“Act Of Piracy!” Belarus Forces Landing Of Plane Headed To Lithuania So Journalist Can Be Taken Off Flight And Arrested.”

Belarus police detain journalist Roman Protasevich in Minsk, Belarus, Sunday, March 26, 2017. Dozens protestors were detained during attempt to rally in downtown Minsk. (AP Photo/Sergei Grits)

There was tension and drama in the skies Sunday and the result of what happened has leaders in Europe and the U.S. scrambling to figure out how to respond. 

Authorities from Belarus scrambled a jet fighter to force a commercial Rynair plane to land so they could detain an opposition-minded journalist who was on board. 

American and European authorities have condemned the action, which some leaders have described as a hijacking. 

The plane was in route from Athens to Lithuania when it was suddenly diverted to Minsk, which is the capital of Belarus. A fake bomb alert was part of the ruse that got the plane to change its course. 

The plane was escorted to the ground by a Mig-29 fighter jet.  Once the plane landed, authorities arrested the journalist Roman Protasevich. 

According to witnesses on the plane and reported by Delfi News from Lithuania, Prostavich was shaking once he realized the flight had turned around, and as he was taken away by authorities allegedly said “I’ll get the death penalty here.”

The journalist had previously worked for NEXTA, a Poland based online news service which broadcast footage of was protests against Belarusian President Alexander Lukashenko last year on Telegram. 

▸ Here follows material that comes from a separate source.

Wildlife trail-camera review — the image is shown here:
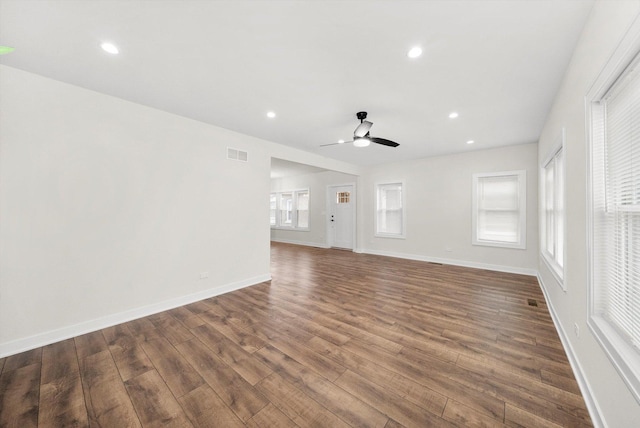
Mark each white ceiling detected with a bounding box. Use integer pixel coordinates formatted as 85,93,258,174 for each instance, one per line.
0,0,593,165
271,158,327,178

Now Prostasevich works for a different news outlet called Belamova.  He is wanted in Belarus on shares of extremism, and authorities have accused him of organizing mass riots and of inciting social hatred. 

The plane was diverted just two minutes before it was set to cross into Lithuanian airspace. 

The United States Senate Foreign Relations Committee Chairman Bob Menendez issued a joint  statement in concert with the heads of seven European parliamentary foreign affairs panels blasting the forced landing and calling it “an act of piracy.”

According to human rights groups, roughly 35,000 people have been detained in Belarus since August, with dozens now serving time in jail.